APM is Good, Infra-Centric APM is better, CPM is the Best
Use of cloud services is a norm in DevOps today. On the one hand, these services act as building blocks for developing or running application(s) and contribute heavily to the performance of that application. On the other hand, they bring with them several layers of idiosyncratic abstraction layers. To top it, new cloud services or SaaS occasionally introduce new trends.
The monitoring and management market has yet to catch up with the pace at which IT is evolving. There are only a handful of cloud monitoring tools available in the market, and they provide siloed reports and dashboards. Result: DevOps engineers are still stuck with good-old APM tools.
APM tools are good at offering insights. However, these insights are just enough to understand what’s happening in the application tier.
If you observe the above APM dashboard, there’s the summary of server status and app throughput, response time and more beautifully packaged with visualization graphs. If there’s a need, one can even get information on CPU usage, memory usage, disk usage details, etc.
Then there are infra-centric APM tools that go one level beneath the app tier to provide information on network statistics, such as bandwidth or opened ports. However, none of the tools provide complete contextual information. Day in and day out, a DevOps engineer must dabble with several dashboards.
Let’s take a look at a very simple scenario. Assume there is an image processing web application leveraging AWS cloud services such as EC2, S3 bucket for storage and SQS for queuing:
From the APM tool, you can continuously monitor the application for response time, then app servers for metrics such as throughput (with <=10 images), CPU utilization, etc. Everything looks fine on the top while the pipeline is moving smoothly.
Then one day, the number of users using the app at a particular time increases and the jobs start queuing up quickly on SQS, and the response time of the application suddenly goes low. However, the performance of all the servers seems fine on the APM tool.
In such a scenario, how do you debug the root cause that is affecting the response time without having a monitoring tool that is watching the AWS SQS?
Of course, AWS provides its own console to monitor its services. If the DevOps engineer is aware of the root cause, debugging is a child’s play. However, when the underlying issue is unknown, it leads to dependency on several tools, which can unearth facts for them.
When a business’ application or applications are dependent on several cloud services that do not have a monitoring tool yet, how can an APM tool, which can pull only specific data, help provide complete visibility?
In this cloud-driven world, a developer needs to be aware of how their application interacts with different tech stacks, and how that interaction drives performance, availability and cost.
Unified CPM Complements APM Bringing the Complete Context
The industry has traditionally separated the performance management of applications and infrastructure, resulting in multiple toolsets in each of these domains.Neither APM nor IPM alone will successfully address and solve shift-left monitoring requirements.
APM focuses only on the application tier providing visibility into just part way down the tech stack. If you are a DevOps engineer with an enterprise or an SMB looking into different customer applications, you know it is difficult to make sense of all the resource usage across availability zones and make a case of each application’s cost/performance trade-off, ability to scale, time-to-market, etc. While the cloud services make it easier for development, each service has its own learning curve and abstraction.
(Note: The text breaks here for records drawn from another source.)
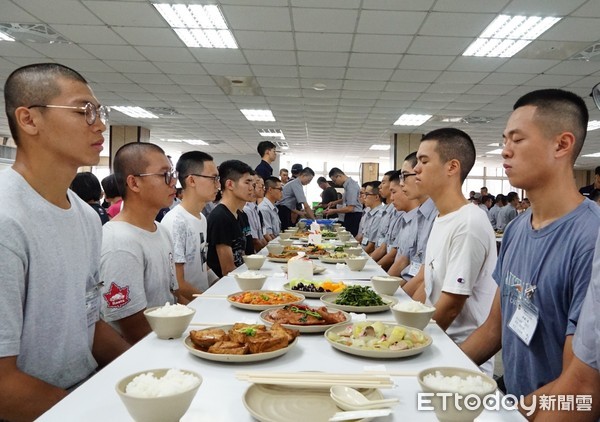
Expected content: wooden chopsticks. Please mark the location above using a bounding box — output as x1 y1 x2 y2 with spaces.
236 372 394 389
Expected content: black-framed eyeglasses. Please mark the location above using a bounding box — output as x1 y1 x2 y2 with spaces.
400 172 417 183
134 170 178 185
190 174 220 184
28 102 109 126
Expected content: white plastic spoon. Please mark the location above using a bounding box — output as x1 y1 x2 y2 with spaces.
330 385 399 411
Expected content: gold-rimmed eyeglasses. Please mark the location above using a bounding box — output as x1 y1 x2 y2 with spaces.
28 102 109 126
134 170 178 185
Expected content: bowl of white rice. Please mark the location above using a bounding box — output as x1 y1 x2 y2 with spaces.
417 367 497 422
391 300 436 330
234 271 268 291
116 368 202 422
143 303 195 340
243 254 266 270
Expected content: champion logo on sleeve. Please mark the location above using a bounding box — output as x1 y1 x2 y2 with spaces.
457 278 465 284
103 282 131 308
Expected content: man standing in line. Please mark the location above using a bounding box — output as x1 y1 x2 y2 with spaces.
324 168 363 236
460 89 600 414
259 176 283 240
100 142 185 344
0 63 130 420
207 160 255 277
411 128 497 375
277 167 316 230
161 151 220 297
255 140 277 180
496 191 519 231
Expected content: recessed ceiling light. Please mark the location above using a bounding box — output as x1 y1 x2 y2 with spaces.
241 109 275 122
487 149 504 155
369 144 390 151
582 152 600 158
463 15 561 58
153 3 237 48
111 106 159 119
487 142 501 147
312 83 327 91
183 139 208 146
588 120 600 131
258 129 285 139
393 114 432 126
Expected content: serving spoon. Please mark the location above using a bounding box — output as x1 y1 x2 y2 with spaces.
330 385 399 411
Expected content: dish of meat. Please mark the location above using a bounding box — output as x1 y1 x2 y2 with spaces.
227 290 305 311
260 305 350 333
184 323 299 362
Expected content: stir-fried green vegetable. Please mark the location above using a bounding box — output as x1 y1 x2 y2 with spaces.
334 285 385 306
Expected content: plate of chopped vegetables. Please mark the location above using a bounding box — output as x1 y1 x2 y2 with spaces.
320 286 396 313
324 321 432 358
227 290 305 311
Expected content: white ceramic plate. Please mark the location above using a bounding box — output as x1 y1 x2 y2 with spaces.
283 282 334 298
320 293 397 313
243 383 383 422
268 256 294 263
227 290 305 311
281 264 326 275
259 306 350 333
184 326 298 363
318 256 347 264
324 321 432 359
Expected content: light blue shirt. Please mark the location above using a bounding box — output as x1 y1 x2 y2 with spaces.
258 197 281 237
342 177 363 213
278 178 307 210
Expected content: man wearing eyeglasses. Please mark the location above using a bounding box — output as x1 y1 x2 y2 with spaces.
100 142 184 345
161 151 220 298
0 63 130 420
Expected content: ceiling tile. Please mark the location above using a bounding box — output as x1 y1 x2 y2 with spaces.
138 47 197 63
447 57 508 72
343 80 386 91
433 0 509 12
154 62 208 75
408 36 473 56
82 44 146 61
399 55 455 70
51 25 126 45
17 0 103 24
244 50 296 65
292 8 358 32
252 65 298 77
299 66 346 79
189 49 247 64
541 18 600 42
234 31 294 50
295 33 353 52
420 12 495 37
352 35 412 54
222 6 292 31
346 68 394 81
106 60 161 73
297 52 349 67
436 71 489 84
503 0 586 16
84 1 166 26
112 27 182 47
349 53 401 69
356 10 426 34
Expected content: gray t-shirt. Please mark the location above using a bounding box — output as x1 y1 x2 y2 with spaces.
0 168 100 389
100 221 177 328
278 178 307 210
342 177 363 213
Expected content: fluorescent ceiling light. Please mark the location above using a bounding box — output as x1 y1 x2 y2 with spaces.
587 120 600 131
487 149 504 155
393 114 432 126
582 152 600 158
241 109 275 122
183 139 208 146
153 3 237 48
111 106 159 119
463 15 561 58
0 31 14 41
258 129 285 139
369 144 390 151
487 142 501 147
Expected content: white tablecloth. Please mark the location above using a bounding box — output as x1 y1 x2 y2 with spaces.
39 248 525 421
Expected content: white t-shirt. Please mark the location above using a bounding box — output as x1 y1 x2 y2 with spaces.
161 204 214 291
100 221 177 329
424 203 497 365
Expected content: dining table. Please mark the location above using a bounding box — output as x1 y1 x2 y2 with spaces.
39 239 526 422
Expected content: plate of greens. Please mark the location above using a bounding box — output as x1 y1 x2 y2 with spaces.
320 286 397 313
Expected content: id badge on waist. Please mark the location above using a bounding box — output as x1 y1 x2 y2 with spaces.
408 261 422 277
508 298 539 346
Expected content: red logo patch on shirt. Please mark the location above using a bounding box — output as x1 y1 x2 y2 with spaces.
103 282 131 308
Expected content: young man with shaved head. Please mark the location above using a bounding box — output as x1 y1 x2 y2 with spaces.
100 142 185 345
0 63 129 420
461 89 600 417
412 127 497 375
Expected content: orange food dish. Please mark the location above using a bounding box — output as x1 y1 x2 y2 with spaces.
229 291 302 305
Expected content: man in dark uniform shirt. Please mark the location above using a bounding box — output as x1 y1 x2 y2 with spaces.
255 140 277 180
579 165 600 197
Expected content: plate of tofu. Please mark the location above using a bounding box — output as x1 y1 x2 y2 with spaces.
184 323 300 362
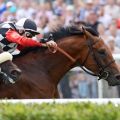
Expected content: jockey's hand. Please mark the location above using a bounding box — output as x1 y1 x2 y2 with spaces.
46 40 57 53
46 40 57 48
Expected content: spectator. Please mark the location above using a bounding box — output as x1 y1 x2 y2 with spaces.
53 0 66 16
16 0 35 19
78 72 90 98
107 36 120 53
0 1 14 17
69 70 81 98
64 5 74 26
79 0 94 21
37 14 48 34
97 23 109 44
85 10 101 32
7 5 17 22
106 23 120 48
98 5 112 29
104 0 120 19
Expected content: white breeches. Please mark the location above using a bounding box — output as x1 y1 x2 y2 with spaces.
0 52 13 64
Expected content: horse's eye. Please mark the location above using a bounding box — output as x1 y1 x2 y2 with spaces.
98 49 107 56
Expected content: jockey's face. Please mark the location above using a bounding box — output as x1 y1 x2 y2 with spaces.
18 29 33 38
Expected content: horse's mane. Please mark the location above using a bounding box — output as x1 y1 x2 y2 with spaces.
44 25 99 41
14 25 99 58
44 26 83 41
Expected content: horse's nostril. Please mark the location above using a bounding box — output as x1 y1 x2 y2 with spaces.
11 69 22 78
115 74 120 80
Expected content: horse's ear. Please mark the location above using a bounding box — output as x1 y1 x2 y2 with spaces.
81 26 85 33
81 26 89 36
82 26 95 40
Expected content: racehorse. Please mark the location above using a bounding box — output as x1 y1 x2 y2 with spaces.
0 26 120 98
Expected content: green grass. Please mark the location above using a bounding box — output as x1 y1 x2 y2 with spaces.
0 102 120 120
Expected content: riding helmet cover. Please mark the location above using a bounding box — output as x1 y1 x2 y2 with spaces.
15 18 40 35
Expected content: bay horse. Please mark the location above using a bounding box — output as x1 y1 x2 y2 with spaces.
0 26 120 98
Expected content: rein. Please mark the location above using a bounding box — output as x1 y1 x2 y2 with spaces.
56 47 76 62
46 44 76 63
51 39 98 76
56 44 100 77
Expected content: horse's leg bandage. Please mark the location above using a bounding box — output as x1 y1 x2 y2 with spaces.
0 52 13 64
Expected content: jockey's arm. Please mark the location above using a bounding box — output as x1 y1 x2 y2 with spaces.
6 29 44 47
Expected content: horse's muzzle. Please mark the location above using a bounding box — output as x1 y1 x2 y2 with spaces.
107 74 120 86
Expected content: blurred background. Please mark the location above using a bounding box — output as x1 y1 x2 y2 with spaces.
2 0 120 98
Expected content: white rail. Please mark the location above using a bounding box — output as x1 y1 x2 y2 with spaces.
1 99 120 105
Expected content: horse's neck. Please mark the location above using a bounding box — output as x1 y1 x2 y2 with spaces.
44 53 74 84
44 37 84 84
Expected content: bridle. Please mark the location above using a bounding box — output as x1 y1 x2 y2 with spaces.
55 32 115 80
78 35 115 80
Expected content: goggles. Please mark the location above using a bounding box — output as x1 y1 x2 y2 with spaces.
18 29 34 38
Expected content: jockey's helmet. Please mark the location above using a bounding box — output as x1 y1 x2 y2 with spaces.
15 18 40 36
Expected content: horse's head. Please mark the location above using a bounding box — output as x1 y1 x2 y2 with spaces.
76 27 120 86
0 51 21 84
43 25 120 86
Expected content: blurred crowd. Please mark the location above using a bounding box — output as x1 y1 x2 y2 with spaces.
1 0 120 53
2 0 120 98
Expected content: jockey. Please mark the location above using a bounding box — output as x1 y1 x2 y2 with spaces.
0 18 57 83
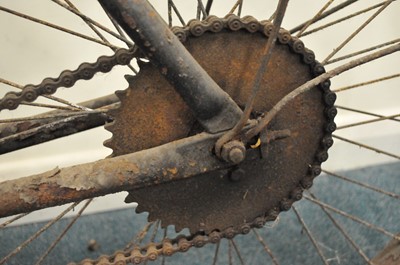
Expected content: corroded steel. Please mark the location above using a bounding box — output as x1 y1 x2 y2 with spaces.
99 0 243 133
0 48 135 111
371 235 400 265
0 132 233 218
107 15 336 236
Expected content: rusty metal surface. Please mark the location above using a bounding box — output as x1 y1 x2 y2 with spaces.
372 235 400 265
100 0 243 133
104 66 195 155
0 132 233 218
0 48 135 112
108 17 334 234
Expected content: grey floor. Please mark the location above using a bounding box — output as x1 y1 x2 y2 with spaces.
1 162 399 265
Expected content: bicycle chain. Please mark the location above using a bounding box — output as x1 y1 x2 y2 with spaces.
0 48 136 112
70 14 336 265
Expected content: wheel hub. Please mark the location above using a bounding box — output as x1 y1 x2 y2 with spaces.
105 15 336 235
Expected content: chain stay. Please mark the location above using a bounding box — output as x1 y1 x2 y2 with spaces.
70 14 336 265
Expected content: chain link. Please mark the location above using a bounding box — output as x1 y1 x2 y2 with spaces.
0 48 136 111
68 14 336 265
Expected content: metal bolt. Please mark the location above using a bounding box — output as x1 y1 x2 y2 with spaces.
87 239 99 252
229 168 245 182
229 147 245 164
221 140 246 164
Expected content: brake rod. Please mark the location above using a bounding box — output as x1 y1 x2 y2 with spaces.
99 0 242 133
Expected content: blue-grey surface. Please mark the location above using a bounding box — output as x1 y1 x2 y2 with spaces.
1 162 399 265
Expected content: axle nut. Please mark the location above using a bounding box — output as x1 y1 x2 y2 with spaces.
221 140 246 164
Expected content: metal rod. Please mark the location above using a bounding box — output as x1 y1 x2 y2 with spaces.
245 43 400 140
34 199 92 265
304 195 400 241
308 191 373 265
0 131 235 217
252 229 279 265
322 0 394 64
292 206 329 265
0 94 119 154
51 0 133 46
322 170 400 199
212 242 220 265
332 134 400 160
289 0 358 34
296 0 334 37
333 73 400 92
99 0 242 133
0 212 30 228
300 1 391 38
0 5 118 49
0 202 79 264
215 0 289 155
336 113 400 130
335 105 400 122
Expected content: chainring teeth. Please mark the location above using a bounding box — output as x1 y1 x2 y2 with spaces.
103 14 336 249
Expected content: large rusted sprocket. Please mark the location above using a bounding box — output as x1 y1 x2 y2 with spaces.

A unified CPM tool thrusts the context up to the shore of APM, in a tech stack. Developers need such tools where they can monitor all the services and get end-to-end visibility from a single pane of glass.
Conclusion
Analyzing performance of each dynamic service in context with other dynamic players (services) in the tech stacks will quickly provide the right context and help detect an underlying problem easily—especially, in cases where the problem lies with the cloud resources rather than the application code itself.